Lorsque nous lui avons demandé ce qui était le plus difficile dans ce projet, il nous a répondu qu’il est toujours très difficile de travailler pour un comité. « Quand je travaille pour un comité, il arrive bien souvent que les frais doublent. Les membres du comité veulent des modifications en fonction de leurs préférences personnelles, et je dois équilibrer tout cela du point de vue artistique. » Mais il admet que les choses ont beaucoup mieux tourné que ce qu’il pensait. « Le comité était très bien organisé. Je communiquais avec une personne-ressource, et chaque membre s’en tenait au rôle qu’on lui avait donné. » Il recevait les réponses à ses questions très rapidement. Les modifications qu’on lui demandait de faire visaient à corriger des détails et à ajouter des éléments oubliés, et non à régler des questions de préférence personnelle, de couleur ou de style. Les membres du comité s’entendaient bien, alors Paul n’a pas été obligé d’apporter maintes corrections en fonction des préférences de chacun.

La plus grosse difficulté s’est manifestée à la fin du projet. L’image était prête à partir chez l’imprimeur, on avait révisé la police, l’orthographe et la grammaire des légendes, et tout d’un coup quelqu’un s’est souvenu que la loi exige que le texte français figure au‑dessus de l’anglais dans toutes les descriptions. « Cette correction comprenait de nombreuses étapes, car il fallait retravailler un nombre incalculable de couches », explique Paul Mason. « Je risquais continuellement d’ajouter des erreurs dans les autres couches. J’y ai passé un temps fou. »
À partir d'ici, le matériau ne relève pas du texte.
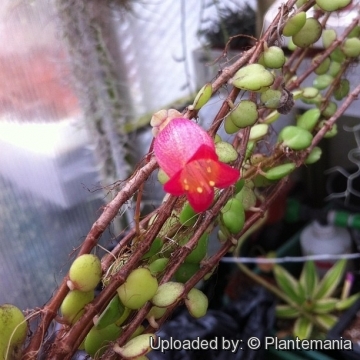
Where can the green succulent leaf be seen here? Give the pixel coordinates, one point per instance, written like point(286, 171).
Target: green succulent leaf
point(286, 312)
point(326, 320)
point(288, 284)
point(346, 303)
point(324, 306)
point(111, 314)
point(302, 328)
point(309, 279)
point(331, 280)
La carte est sortie de presse le 16 novembre. Les amis de Paul Mason sont vraiment heureux : il va enfin les rejoindre dans leurs excursions en canoë qu’il a dû délaisser cet automne. « Ce projet s’est avéré bien plus monumental que nous ne l’avions pensé au début! »

Cette carte amusante reflète vraiment l’essence de notre village. Elle incitera certainement les touristes à revenir régulièrement pour découvrir d’autres merveilles et pour se plonger dans le charme de Chelsea.

Artiste par excellence, Paul Mason nous a confié qu’il a même caché de petits secrets artistiques dans cette carte… « par exemple, vous verrez la façade d’un des commerces sur la carte, mais au verso vous le retrouverez sous un autre angle, » nous dit‑il d’un ton espiègle.